Amnesty International s’est entretenue avec six familles expulsées de force par des propriétaires qui avaient repris possession de leur terrain entre mars et juin 2020. Nuriya Hassan, âgée de 40 ans et mère de cinq enfants, installée au camp de Dayah, à Kahda, a expliqué qu’elle avait été expulsée de force trois fois depuis septembre 2019.

Les expulsions forcées constituent une violation de plusieurs droits humains, dont le droit à un logement convenable, et sont par conséquent interdites en toutes circonstances. En cette période de pandémie, elles privent des personnes de logement, l’une des protections les plus importantes contre ce coronavirus.
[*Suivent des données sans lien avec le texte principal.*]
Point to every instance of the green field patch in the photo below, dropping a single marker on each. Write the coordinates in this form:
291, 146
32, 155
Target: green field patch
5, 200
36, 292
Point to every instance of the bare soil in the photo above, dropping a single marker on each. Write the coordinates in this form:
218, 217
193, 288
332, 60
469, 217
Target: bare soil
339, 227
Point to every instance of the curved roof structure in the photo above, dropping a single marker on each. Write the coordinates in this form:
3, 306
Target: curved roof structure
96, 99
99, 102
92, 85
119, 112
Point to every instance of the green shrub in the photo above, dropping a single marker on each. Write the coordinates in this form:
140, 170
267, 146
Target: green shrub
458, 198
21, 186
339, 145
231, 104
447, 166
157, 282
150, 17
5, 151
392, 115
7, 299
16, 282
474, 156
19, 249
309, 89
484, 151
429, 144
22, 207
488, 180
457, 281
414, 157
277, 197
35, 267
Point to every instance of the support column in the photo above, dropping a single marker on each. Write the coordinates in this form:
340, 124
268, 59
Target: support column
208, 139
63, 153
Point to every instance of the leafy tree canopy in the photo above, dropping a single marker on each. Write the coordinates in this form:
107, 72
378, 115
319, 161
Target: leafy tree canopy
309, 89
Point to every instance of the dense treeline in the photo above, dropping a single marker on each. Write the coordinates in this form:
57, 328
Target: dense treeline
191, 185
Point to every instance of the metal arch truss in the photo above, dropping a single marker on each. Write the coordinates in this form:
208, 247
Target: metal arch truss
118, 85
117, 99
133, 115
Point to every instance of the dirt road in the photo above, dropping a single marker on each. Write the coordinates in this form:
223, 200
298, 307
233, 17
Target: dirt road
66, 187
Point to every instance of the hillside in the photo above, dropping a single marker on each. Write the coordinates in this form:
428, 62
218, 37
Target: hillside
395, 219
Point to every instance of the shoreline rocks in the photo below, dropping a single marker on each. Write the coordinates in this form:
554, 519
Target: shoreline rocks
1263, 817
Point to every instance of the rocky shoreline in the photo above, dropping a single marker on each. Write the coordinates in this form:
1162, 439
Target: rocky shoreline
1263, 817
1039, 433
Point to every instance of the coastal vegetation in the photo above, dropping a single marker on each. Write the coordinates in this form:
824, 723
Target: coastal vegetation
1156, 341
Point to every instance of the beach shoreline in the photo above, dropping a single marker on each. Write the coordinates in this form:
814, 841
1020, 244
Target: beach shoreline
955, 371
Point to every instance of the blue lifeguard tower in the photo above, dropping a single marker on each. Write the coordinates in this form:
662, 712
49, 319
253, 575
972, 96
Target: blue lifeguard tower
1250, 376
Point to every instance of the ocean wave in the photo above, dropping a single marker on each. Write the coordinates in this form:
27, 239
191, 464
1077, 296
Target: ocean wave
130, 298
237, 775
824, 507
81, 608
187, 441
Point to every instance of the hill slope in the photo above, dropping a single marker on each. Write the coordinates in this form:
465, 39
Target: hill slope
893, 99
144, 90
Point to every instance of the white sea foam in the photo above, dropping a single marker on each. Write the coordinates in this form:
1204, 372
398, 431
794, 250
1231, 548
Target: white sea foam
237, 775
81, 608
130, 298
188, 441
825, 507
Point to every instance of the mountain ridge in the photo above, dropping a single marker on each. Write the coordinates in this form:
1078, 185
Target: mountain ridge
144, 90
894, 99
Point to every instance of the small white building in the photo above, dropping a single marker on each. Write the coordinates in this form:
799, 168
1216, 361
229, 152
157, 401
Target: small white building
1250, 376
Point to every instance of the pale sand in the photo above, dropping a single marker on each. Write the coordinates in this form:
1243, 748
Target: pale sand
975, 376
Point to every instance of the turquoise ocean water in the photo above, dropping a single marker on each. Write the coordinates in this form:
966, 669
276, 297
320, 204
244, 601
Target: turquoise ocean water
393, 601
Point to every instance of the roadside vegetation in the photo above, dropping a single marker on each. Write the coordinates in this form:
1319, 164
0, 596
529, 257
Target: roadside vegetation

« Il faut que les autorités instaurent un moratoire sur les expulsions forcées, y compris sur les sites occupés par des personnes déplacées. Elles doivent aussi veiller à ce que toute personne se retrouvant sans abri à la suite d’une expulsion forcée soit immédiatement relogée en lieu sûr. Si elles n’en sont pas capables, elles doivent se tourner vers l’assistance internationale », a déclaré Deprose Muchena.